Trop tard.

A la demande de son interne, qui sait écouter les plaintes des voisins de chambre,  nous avons fait un enregistrement du sommeil  chez M. A. Un enregistrement qui a mis en évidence un syndrome d’apnées sévère. Tellement sévère que rare sont les minutes de sommeil sans une voire deux apnées, les apnées qui sont accompagnées d’un ronflement plus que sonore et qui entraînent des manques d’oxygène spectaculaires.
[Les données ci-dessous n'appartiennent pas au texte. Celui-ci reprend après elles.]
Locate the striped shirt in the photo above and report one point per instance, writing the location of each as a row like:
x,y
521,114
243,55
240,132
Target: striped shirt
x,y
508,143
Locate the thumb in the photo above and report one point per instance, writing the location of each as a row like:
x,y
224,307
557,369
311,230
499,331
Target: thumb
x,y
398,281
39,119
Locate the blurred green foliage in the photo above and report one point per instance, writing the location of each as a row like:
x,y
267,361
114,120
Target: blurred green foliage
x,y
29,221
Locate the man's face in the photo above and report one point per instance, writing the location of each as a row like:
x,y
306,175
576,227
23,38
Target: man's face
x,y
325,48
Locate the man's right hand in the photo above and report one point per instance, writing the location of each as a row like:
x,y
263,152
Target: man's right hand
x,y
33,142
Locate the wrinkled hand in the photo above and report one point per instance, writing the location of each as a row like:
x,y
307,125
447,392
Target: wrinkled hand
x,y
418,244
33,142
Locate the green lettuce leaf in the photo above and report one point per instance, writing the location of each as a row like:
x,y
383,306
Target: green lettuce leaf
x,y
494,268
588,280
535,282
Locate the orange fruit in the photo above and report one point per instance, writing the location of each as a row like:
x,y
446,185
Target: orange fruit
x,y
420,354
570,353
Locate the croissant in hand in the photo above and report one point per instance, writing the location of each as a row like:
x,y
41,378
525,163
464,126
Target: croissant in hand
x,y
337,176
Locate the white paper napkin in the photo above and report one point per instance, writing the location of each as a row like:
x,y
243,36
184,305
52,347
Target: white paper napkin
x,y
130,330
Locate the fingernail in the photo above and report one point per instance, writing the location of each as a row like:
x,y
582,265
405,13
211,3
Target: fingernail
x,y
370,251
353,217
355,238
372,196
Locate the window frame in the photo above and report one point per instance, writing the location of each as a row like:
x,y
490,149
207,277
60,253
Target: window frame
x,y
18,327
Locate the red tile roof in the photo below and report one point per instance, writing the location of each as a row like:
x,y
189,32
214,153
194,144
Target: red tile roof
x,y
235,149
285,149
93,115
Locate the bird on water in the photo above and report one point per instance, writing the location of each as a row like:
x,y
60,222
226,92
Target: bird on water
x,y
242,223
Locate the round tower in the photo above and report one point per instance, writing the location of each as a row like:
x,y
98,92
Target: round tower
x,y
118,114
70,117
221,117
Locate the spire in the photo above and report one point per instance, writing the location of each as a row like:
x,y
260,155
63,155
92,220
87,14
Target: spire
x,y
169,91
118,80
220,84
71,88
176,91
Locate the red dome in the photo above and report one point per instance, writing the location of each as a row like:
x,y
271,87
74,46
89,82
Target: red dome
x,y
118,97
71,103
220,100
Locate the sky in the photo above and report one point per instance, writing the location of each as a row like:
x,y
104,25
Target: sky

Comme bon médecin de sommeil je me rends dans le service afin d’expliquer au patient qu’il a un souci du sommeil mais que ça se soigne, pas grave, et qu’on va se mobiliser afin de  soulager ses voisins de chambre avant le weekend.  Je me trouve au chevet d’un patient comateux, visiblement toujours sous l’emprise de l’accident vasculaire cérébrale (AVC) qui lui a volé sa vie de directeur d’entreprise et l’a laissé naufragé sur un lit dans un coin d’une chambre à quatre dans un service de réhabilitation.  Ses voisins, visiblement moins atteints par leurs divers troubles et manquants d’occupations avant les activités de l’aprèm écoutent notre entretien avec intérêt.  Le diagnostic de SAS se fait sans enregistrement : j’ai mon compte rendu à la main mais je n’en ai pas besoin. Les ronflements et les pauses sont plus qu’audibles.  Mes tentatives de réveiller le patient ne sont pas très fructueuses  et il est évident que son état s’est encore aggravé. J’alerte son interne et apprends plus tard qu’il a eu encore un AVC. Un avenir autonome s’éloigne à grands pas.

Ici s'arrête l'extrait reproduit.